The below sql statement always returns false when it attempts to compare the variable that has been fetched from the web against what already exists in the database. I think this happens because of a mismatch in the encoding of the variable.
As an example, the variable = Σ1, and Σ1 already exists in the database, so the below sql statement should return TRUE but instead returns FALSE.
cur.execute("SELECT EXISTS(SELECT 1 FROM table_name WHERE column_name = %s)", (variable,))
When I run "cur.query" it shows the following query is being executed:
b"SELECT EXISTS(SELECT 1 FROM table_name WHERE column_name = '\xce\xa31')"
In pgadmin4, the variable is correctly stored as Σ1. If I run the sql query above directly in pgadmin4 with "Σ1" it returns true as expected. But when I query to check if that variable already exists in the database from the python script, it returns false because it's comparing "Σ1" in the database against "\xce\xa31" in the sql query.
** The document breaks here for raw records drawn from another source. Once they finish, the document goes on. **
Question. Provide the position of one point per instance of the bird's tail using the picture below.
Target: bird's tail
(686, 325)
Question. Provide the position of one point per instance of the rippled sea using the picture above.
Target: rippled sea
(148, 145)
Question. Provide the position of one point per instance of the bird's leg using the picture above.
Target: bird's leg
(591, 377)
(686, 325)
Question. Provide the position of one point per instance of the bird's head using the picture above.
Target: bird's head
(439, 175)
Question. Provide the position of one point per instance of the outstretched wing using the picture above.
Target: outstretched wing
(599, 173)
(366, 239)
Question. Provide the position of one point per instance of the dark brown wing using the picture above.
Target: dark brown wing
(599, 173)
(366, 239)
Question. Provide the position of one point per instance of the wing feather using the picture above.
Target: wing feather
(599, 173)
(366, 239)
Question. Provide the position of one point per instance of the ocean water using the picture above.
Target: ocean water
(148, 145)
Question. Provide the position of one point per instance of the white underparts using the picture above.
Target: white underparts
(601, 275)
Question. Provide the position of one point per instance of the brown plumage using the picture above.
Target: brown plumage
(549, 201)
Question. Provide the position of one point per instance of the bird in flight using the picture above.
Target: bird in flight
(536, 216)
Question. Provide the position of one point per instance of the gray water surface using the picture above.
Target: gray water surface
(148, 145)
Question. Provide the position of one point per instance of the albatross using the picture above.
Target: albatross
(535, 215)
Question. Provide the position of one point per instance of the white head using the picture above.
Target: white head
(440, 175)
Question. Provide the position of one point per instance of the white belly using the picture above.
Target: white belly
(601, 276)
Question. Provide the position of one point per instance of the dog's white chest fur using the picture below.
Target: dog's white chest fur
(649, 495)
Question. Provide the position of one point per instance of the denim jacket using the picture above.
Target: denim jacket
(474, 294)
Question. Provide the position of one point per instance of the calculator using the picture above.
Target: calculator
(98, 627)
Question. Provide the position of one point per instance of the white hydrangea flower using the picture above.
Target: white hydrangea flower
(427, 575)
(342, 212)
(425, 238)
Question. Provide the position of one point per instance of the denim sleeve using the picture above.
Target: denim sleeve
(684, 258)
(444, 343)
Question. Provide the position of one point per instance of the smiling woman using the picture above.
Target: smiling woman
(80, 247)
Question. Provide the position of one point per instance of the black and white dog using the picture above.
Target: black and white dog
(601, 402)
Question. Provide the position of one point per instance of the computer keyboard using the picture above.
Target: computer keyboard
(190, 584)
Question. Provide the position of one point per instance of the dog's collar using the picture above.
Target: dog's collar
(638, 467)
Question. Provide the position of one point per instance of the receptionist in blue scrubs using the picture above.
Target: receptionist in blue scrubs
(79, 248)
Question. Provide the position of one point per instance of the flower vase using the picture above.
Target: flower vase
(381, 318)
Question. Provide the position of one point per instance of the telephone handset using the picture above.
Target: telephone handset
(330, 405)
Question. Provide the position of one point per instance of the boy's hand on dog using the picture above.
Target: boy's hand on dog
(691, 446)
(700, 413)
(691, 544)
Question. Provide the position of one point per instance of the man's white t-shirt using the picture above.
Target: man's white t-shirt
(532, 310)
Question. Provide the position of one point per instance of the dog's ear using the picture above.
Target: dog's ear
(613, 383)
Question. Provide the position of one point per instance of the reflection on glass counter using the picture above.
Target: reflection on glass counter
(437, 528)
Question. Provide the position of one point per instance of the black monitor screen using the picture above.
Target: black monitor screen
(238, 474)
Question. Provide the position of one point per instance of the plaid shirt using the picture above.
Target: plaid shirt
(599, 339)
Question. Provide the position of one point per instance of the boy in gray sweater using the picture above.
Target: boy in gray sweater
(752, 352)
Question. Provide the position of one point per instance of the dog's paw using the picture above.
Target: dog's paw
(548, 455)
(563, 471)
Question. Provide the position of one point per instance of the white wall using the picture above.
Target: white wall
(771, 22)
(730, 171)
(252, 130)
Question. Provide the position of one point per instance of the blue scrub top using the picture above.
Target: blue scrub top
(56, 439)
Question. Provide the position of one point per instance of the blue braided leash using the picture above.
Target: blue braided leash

When I run "show CLIENT_ENCODING;" in pgadmin4 it shows "UTF8" and when I print "print(conn.encoding)" immediately before the sql statement in my script it also shows "UTF8".
Where am I going wrong?
If I do this:
>>> b"SELECT EXISTS(SELECT 1 FROM table_name WHERE column_name = '\xce\xa31')".decode("utf-8")
"SELECT EXISTS(SELECT 1 FROM table_name WHERE column_name = 'Σ1')"
it shows that you're not doing anything wrong. The query that you are seeing displayed back is shown as UTF-8 bytes but it is exactly the same as the Unicode query you want. I suspect that the Greek symbol in the database isn't exactly what your select
expects to find. That may be because there are in fact several Unicode sigma signs: U+03A3, U+2211 and a few others besides.